24. The Court also does not have any sufficient evidence before it indicating an intervening act rendering the patient’s treatment to be not related to the subject accident that would create a genuine issue of material fact. See Sevila Pressley Weston v. United Auto. Ins. Co., 21 Fla. L. Weekly Supp. 306b (Fla. 11th Jud. Cir. (Appellate) 2013). The Sevila court used the same analysis regarding the lack of impact of alleged recordkeeping deficiencies on necessity and extends this proposition to relatedness meaning allegations of deficient recordkeeping do not break the chain of relatedness. Id.

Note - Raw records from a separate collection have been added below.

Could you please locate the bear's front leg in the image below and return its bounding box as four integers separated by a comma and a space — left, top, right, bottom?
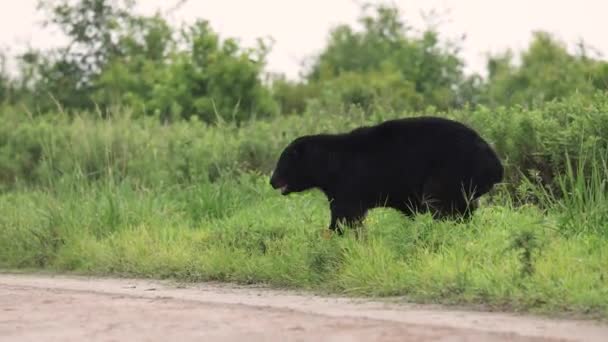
329, 200, 367, 235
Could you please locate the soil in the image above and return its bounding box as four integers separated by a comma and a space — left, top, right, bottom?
0, 273, 608, 342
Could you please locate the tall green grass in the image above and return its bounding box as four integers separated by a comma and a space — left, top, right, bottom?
0, 93, 608, 318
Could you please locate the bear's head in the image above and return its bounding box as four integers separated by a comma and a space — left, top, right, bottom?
270, 137, 316, 195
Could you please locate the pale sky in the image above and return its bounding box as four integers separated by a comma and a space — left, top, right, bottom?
0, 0, 608, 77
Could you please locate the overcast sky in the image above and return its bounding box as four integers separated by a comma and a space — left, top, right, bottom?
0, 0, 608, 77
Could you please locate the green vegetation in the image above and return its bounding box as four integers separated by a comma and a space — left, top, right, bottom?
0, 0, 608, 318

FINAL JUDGMENT FOR PLAINTIFF

Based upon the foregoing, it is hereby ORDERED AND ADJUDGED that DORAL’s Motion for Final Summary Judgment is GRANTED as to the late biling affirmative defense, reasonableness, relatedness, and medical necessity of the subject service.

The Court hereby grants FINAL JUDGMENT FOR PLAINTIFF, Doral Health Center, P.A., IN THE AMOUNT OF $85.82, plus interest at the statutory rate, against DEFENDANT, State Farm Mutual Automobile Insurance Company, for which let execution issue.

This Court reservies jurisdiction for any post-verdict motions.